Pharmacists can now refer obese people to free weight loss courses to help reduce burden on NHS

  • Pharmacists can from today refer obese people to free weight loss courses 
  • The move is set to boost health and reduce the burden of obesity on the NHS
  • Patients can ask be to signed up for the course or staff can recommend it 

Pharmacists can refer obese people to free weight loss courses from today in a bid to boost their health and reduce their burden on the NHS.

Patients can ask to be signed up for the 12-week programme or staff can recommend it if they think it will be beneficial.

The online NHS course includes access to tailored diet and exercise plans, apps and one-to-one training and support.

Three in five adults in England are overweight. More than one in four is obese, placing them at an increased risk of cancer, heart disease and type 2 diabetes (file photo used)

It is open to adults in England with high blood pressure or diabetes and a body mass index (BMI) of 30 or higher.

Those from Asian, black and minority ethnic backgrounds can join with a lower BMI of 27.5, due to their increased risk of type 2 diabetes.

Until now, patients had to be seen by their GP before they could access the course.

Three in five adults in England are overweight. More than one in four is obese, placing them at an increased risk of cancer, heart disease and type 2 diabetes.

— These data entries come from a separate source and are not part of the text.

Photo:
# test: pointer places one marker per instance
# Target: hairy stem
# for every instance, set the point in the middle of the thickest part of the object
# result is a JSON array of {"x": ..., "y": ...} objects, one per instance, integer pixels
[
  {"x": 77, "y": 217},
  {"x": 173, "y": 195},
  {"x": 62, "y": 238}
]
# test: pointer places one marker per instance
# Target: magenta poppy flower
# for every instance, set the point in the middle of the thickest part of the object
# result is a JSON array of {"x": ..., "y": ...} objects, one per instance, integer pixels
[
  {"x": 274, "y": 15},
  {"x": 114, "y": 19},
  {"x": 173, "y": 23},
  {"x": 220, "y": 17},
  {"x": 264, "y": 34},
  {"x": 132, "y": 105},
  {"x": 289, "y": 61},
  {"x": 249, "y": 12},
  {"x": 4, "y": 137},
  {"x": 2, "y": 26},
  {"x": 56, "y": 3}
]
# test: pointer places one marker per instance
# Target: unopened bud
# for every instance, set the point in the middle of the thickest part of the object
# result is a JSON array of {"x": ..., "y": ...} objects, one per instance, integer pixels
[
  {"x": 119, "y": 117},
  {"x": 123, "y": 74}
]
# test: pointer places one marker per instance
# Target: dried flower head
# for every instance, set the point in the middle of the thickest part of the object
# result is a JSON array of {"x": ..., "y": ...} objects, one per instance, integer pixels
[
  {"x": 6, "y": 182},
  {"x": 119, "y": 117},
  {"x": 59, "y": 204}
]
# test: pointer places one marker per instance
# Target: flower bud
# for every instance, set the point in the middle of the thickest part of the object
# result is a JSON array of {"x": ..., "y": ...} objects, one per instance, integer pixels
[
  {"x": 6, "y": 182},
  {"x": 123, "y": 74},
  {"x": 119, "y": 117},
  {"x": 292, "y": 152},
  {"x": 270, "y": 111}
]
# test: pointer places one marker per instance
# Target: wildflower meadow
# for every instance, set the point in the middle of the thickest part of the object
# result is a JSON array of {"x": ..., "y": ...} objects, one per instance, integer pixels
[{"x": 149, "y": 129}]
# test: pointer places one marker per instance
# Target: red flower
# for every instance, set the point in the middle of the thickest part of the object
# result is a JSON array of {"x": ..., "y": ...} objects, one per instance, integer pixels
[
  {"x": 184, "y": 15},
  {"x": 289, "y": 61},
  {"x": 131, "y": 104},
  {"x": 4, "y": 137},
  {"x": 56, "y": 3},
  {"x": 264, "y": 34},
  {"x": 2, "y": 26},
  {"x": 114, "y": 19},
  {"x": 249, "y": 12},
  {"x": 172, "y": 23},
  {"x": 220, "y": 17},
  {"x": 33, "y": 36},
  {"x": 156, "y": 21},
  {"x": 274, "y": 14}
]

The online NHS course includes access to tailored diet and exercise plans, apps and one-to-one training and support (file photo used)

Diabetes is estimated to cost the NHS £10billion a year, with one in 20 GP prescriptions issued to treat the condition.

Dr Bruce Warner, deputy chief pharmaceutical officer at NHS England, said: ‘Adults with obesity can now walk into any high street community pharmacy to take the first step on a life-changing weight loss journey.’

Projections show that the growing number of people with the condition could result in nearly 39,000 extra people having a heart attack in 2035, and more than 50,000 suffering a stroke.